[stop-imf] FT: IMF's plan for bankruptcy gaining favour
Robert Weissman
rob@essential.org
Wed, 18 Sep 2002 18:44:52 -0700
IMF's plan for bankruptcy gaining favour
By Alan Beattie in Washington
Published: September 17 2002
Financial Times
The International Monetary Fund said on Tuesday that its radical plan
for an
international bankruptcy procedure for sovereign governments was gaining
support ahead of its annual meetings next week.
Launching the IMF's annual report, Anne Krueger, its second-in-command, also
sounded notes of warning over the global economy and Brazil, one of the most
fragile large economies. "There are obviously downside fragilities" to the
global economic recovery, she said, adding that it could be slower than
previously thought.
German newspapers have reported leaks that the fund will reduce its global
growth forecast from 4 per cent to 3.7 per cent for next year when it
releases new projections next week.
Ms Krueger said she expected the fund's ministerial steering committee to
instruct it to draw up changes to its constitution to allow bankrupt
governments to negotiate with their debtors. "I am confident we will get the
endorsement . . . to move forward," she said.
The fund and its dominant Group of Seven shareholder governments are
pursuing a twin-track approach to sovereign bankruptcies, trying to persuade
emerging market governments to add special clauses to their bonds to aid
restructuring at the same time as working on the "sovereign chapter 11" plan
for a new judicial procedure.
The US, the IMF's largest shareholder, has shown more interest in the first
of these, but is keeping its options open on the second, regarding it as a
longer-term project and stressing the risks in putting it before Congress.
On Tuesday US treasury officials said that, contrary to recent reports, this
policy stance was unchanged.
Ms Krueger said Brazil's macroeconomic situation was "clearly sustainable",
but she warned that the high interest rates on its bonds might require
policy to be tightened if they did not fall.

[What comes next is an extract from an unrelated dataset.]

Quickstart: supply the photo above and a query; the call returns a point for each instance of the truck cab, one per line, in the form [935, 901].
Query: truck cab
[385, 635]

The IMF has authorised a $30bn rescue package for Brazil. The programme
commits Brazil to keeping its primary fiscal surplus - the government
surplus before interest payments - at 3.75 per cent at least. The IMF's
annual report showed its Brazil package helping almost to triple the
commitments made under the fund's main lending instruments to about
$50bn in
fiscal year 2002.
Ms Krueger said in Argentina, by contrast, recent actions by congress
suggested a lack of political consensus about what needed to be done.